We all love the feeling of adventure when we head for new destinations in the bush. Camper trailers allow us to explore and experience, the best destinations that Australia has to offer for extended periods of time, and more often than not, will get you to and from your campsite without any dramas.


However, these hard-to-get-to destinations are naturally going to cause a fair bit of wear on your gear and your offroad camper trailer. Corrugations will put strain on your suspension, water will work its way into bearings, poor quality drinking water will taint tanks, and general wear and tear will happen. General maintenance is all part of owning a camper trailer, and dragging it through tough terrain can lead to other issues – for most of us it’s a worthy risk to get to that hidden hotspot of a lifetime with loved ones.



Offroad camper trailer maintenance, repairs and upgrades are all part of pre and post trip work, but knowing where to start and what to inspect can be a bit of a daunting process. To make it easier for everyone, we’ve put together this easy-to-follow guide on bringing your trailer back to new. Each maintenance step will tell you what to look for, how the damage occurs and how to fix the issue. This is Part Two of our three part guide to easy ways to look after your camper trailer.

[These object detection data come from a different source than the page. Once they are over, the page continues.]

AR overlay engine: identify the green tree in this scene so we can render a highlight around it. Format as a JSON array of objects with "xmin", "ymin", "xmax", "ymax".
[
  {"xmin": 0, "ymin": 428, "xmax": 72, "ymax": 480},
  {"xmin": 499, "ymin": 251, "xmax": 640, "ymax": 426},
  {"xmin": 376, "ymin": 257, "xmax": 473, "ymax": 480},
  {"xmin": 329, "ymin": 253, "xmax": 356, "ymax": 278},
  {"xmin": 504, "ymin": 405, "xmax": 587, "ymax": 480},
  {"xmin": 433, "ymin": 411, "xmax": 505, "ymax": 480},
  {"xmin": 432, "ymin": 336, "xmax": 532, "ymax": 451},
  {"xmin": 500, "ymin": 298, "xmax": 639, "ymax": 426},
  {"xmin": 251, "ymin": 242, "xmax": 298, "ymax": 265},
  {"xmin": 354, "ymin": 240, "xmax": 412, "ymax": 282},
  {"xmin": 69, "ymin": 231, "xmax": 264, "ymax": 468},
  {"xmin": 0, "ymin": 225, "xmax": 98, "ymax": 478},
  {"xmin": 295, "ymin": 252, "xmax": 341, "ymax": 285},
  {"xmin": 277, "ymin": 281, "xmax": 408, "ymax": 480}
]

Quite often your camper trailer electrical trailer plug sits right at the first point of contact on your tow bar which is underneath it, so when damage is common when towing your offroad camper trailer through rugged terrain. Try remounting the plug up higher up – even on top of the tow bar is a smarter location.


Regular maintenance is the key to keeping your camper trailer electrical plugs healthy. Give them a spray with WD40 or contact cleaner after every trip, and inspect the back of the plugs each time. The grommet here comes loose, so tape up if needed.





Too often we see camper trailers come back from a big trip involving sand, only to sit there and rust away. Most 4×4 camper trailers are sprayed with paint that, although it is said not to, will eventually chip from the copious amount of stones being sent its way. Leaving bare metal exposed is exactly how rust infiltrates its way into your chassis. Trailers that are coated in a proper corrosion-resistant, impact resistant coating or powdercoating do a lot better here.


The fix to corrosion really does depend on the severity of the rust. If you catch it early you should be able to rub it back to bare metal with a grinder and a wire brush. Your priority once you’re down to bare metal is to seal and protect it with paint – and a bare metal respray of the affected area is the best way to go. For the best results possible, used a rubber-based stone guard paint. It’s a tad more expensive but it’s perfect for this scenario. It’s a bit of work but in the long run it will dramatically increase the service life of your camper trailer so it’s definitely worth it!





With rust on camper trailers, prevention is definitely better than a cure – and the best way to prevent stone damage is proper stone guards on your camper trailer if it isn’t coated in an impact-resistant coating. They really are a necessity on a trailer – they’ll boost the life of your offroad trailer ten-fold. The most important thing to consider when you’re installing or maintaining your stone guard is the tension and the material. Too loose and it won’t do the job, and too tight it’ll flick rocks back at your tow rig and potentially bust a rear window. Aim to have one to two inches of movement in it.





Wear and tear on  your camper trailer coupling is as common as the cold, but fortunately there are a few simple maintenance tips to make sure they stay in tip top condition. The biggest killer of poly-block couplings is lack of lubrication – so give it a hit of WD40 down each side and on the pin after every trip, and grease any grease nipples. Check your coupling bolts for rust – if you do need to replace them, replace with stainless steel bolts.


Your safety chains on your camper trailer shouldn’t need too much work, but make sure you check your D-shackles are rated for the weight of your camper trailer, and check their condition. Shackles aren’t expensive to replace, and considering their importance, it’s probably worth the $20 or so for a couple of new ones. When you store shackles don’t lock them up tight– they can seize over time, and you might cause damage undoing them.